- Results: The third quarter for O-I Glass saw overall sales volumes fall about 2% year over year. But trends improved over the course of the quarter, with shipments nearly flat year over year in September, executives discussed on an earnings call Wednesday. In the Americas, volumes were down 7%. “We believe underlying consumer consumption represented half of this decline, while specific factors drove the other half,” said CFO John Haudrich, naming inventory adjustments in beer as well as well as exiting some businesses as examples.
- End market demand: While beer and wine sales are declining due to softer consumer demand, O-I sees more sustainable avenues for growth. Challenges with alcohol trends and substrate competition “are expected to be offset by growing interest in premiumization and sustainability,” said CEO Gordon Hardie. “Furthermore, rising consumer health awareness is driving growth in no, low alcohol beverages as well as food and water.”
- Drags during Q3: Other factors impacting quarterly results include a major capital project commissioning in Europe, “inventory correction” in North America and Mexico beer “related to changes in U.S. trade and immigration policies,” and mix changes as O-I “exited some unprofitable business lines,” Haudrich explained. That was “consistent with our focus on increasing economic profit as well as the ongoing trend towards container lightweighting.”
- O-I’s cost savings program: O-I’s ongoing cost savings program through 2027, which the company calls Fit to Win, resulted in a $75 million benefit in Q3 and $220 million year to date. “With this momentum, we expect 2025 savings will range between $275 million and $300 million,” Hardie said. “So we are well on our way to at least $650 million of benefits by 2027 on a cumulative basis.”
- Network optimization: O-I said its network optimization is “moving quickly.” In one recently disclosed shutdown, O-I planned to end production at a glass bottle manufacturing facility in Portland, Oregon. O-I has completed about 8% worth of capacity reductions across its network, on the way to an announced target of 13%. All remaining actions should be completed by early next year, the company announced, with most of what’s left affecting sites in Europe.

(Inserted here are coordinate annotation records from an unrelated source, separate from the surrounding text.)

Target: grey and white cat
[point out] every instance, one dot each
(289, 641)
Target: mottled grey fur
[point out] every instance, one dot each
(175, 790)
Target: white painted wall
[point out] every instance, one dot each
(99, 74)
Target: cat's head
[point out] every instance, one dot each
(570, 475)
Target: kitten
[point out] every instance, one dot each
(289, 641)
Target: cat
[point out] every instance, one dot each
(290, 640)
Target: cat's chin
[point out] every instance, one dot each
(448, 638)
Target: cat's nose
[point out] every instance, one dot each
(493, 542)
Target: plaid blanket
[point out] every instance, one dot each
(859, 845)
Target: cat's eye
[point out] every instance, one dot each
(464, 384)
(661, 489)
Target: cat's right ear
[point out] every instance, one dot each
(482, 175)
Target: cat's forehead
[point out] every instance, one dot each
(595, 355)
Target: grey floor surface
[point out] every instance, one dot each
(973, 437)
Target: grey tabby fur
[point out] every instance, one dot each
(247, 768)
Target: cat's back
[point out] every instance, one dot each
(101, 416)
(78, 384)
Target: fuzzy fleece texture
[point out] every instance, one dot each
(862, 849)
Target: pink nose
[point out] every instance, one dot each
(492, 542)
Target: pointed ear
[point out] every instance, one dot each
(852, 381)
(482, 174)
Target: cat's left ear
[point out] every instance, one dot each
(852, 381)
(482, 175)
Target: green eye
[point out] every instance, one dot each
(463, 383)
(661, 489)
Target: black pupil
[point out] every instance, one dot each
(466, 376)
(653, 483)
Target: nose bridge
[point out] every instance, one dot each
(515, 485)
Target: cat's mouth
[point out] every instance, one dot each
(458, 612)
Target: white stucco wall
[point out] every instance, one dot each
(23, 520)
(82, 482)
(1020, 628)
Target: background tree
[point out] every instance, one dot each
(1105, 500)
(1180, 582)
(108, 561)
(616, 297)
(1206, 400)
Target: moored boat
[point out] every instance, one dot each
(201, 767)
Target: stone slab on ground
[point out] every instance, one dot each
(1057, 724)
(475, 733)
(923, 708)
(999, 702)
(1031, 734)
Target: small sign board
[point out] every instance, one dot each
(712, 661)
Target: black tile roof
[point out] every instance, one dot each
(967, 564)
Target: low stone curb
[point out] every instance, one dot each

- Competing with aluminum: O-I has previously said it needs to compete better with aluminum cans. The currently elevated cost of aluminum has upside for glass, executives said. “That has moved that cost differential, for example, in the U.S., which was between 25% and 30%, more into that zone where we believe that historically glass can compete well, which is 15% or lower premium to aluminum,” Haudrich explained. Hardie discussed O-I’s philosophy further. “We can't be reliant on the price of aluminum to be competitive to cans. We've got to find our own path there to 15% or less spread between cans and glass, which we are focused on,” he said. “But it does give us a bit of extra time if aluminum prices rise.”
- Outlook: O-I said that for the full year, it now expects pricing to be flat and sales volumes to be down 2%. Longer term, the company projects it can achieve 1% to 2% annual sales volume growth after 2027.
O-I Glass nears end of network cuts
The manufacturer has closed 8% of its capacity, on the way to a target of 13%. With beer and wine sales declining, O-I is eyeing a more sustainable future in non-alcoholic beverages and food.